Estábamos los mismos de siempre, en la puerta del comité, preocupados, atento a los coches que doblaban la esquina enfilando por López y Planes, no fuera a llegar la Gladys en el Fitito Azul, el cascajito ese que le regló el Ramón en el sesenta y ocho, cuando echó buena en tiempos de Krieger Vasena y se hizo onganiísta y empezó a defender a los militares como si hubiese hecho la colimba. Estábamos ahí, muertos de calor, sofocados por la humedad de la mañana, bajo el jacarandá de la puerta del comité, fumando y hablando en voz baja todavía, aunque ya el Rengo Luis había soltado un par de carcajadas con los primero cuentos que narró Gómez, el peluquero, reprochado lo cual se excusó diciendo que bueno, no era para tanto, el Ramón se había muerto a las cuatro de la mañana y desde las siete estábamos todos ahí de modo que nadie podía quejarse; encima era domingo y el domingo es buen día para morirse así vienen los amigos bien temprano, además toda la familia ya había visto nuestras caras de tristeza y ultimadamente los cuentos de Gómez son buenísimos.

Ya habíamos recorrido la previsible variedad temática para la ocasión: política, inflación, el desaste de Racing, el repunte de For Ever, los últimos ilícitos de los milicos a cargo del gobierno provincial, y hasta le habíamos sacado el cuero a más de uno y Carmencita había hablado de arte –como siempre hace- diciendo que era una sensibilidad que no podía expresarse con palabras porque el arte es indefinible "pero es algo que se siente". Castillo se burló de él y el Rengo le festejó la grosería, y entonces yo tuve que decir ché, carajo, respeten un poco. Naturalmente, a primera hora de la mañana ya habíamos recuperado y repetido todos los lugares comunes sobre la muerte, y también las paradojas que siempre se detectan en los velorios, como que Ramón moría el mismo día 23 antes de Navidad que su finado padre, fallecido veintitrés años atrás, qué increíble, qué casualidad.

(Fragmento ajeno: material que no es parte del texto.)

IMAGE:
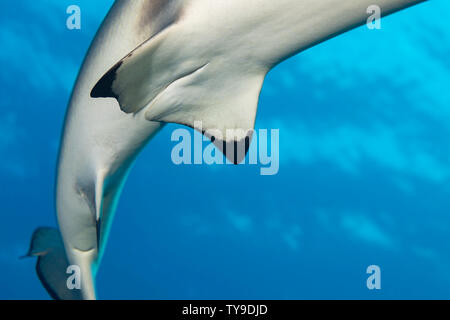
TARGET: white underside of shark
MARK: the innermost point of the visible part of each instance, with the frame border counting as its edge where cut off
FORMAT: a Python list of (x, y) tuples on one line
[(159, 61)]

Estábamos ahí, mirando la esquina, y Pianello dijo "va a venir, la loca esa va a venir" y puso cara de semental cansado, que es la única que sabe poner pero que ya no le sienta porque a los setenta y cinco además de los pelos lo que se le cayó es la virilidad. Castillo opinó que "habría que ir a la casa de Gladys, digo yo, para detenerla", y Kraniasky replicó "entonces andá vos, queride, si ‘stás tan preocupado por chica esa". Castillo dijo "no, mejor que vaya Carmencita, andá Carmencita que entre minas se entienden" y lo codeaba a Martinolli que se reía mostrando esos dientes que tiene, tan grandes que parecen tarjetas de funcionario. Carmencita los miró con ironía y le retrucó a Castillo "no, mejor andá vos, pero a la puta que te parió". Pianello, encendiendo un cigarrillo con angustia evidente, dijo "acábenla ché que la loca esa va a venir, lo presiento acá" y se tocó el esternón desnutrido, chupado hacia dentro como si en las tripas tuviese una aspiradora, mientras yo pensaba pobre Carmencita, tan buen tipo, por qué será que nos banca y mantiene es sonrisa de bueno que, como dice el Rengo, para Juan Pablo Segundo en la ventana de San Pedro bendiciendo al mundo como se lo ven en la tele.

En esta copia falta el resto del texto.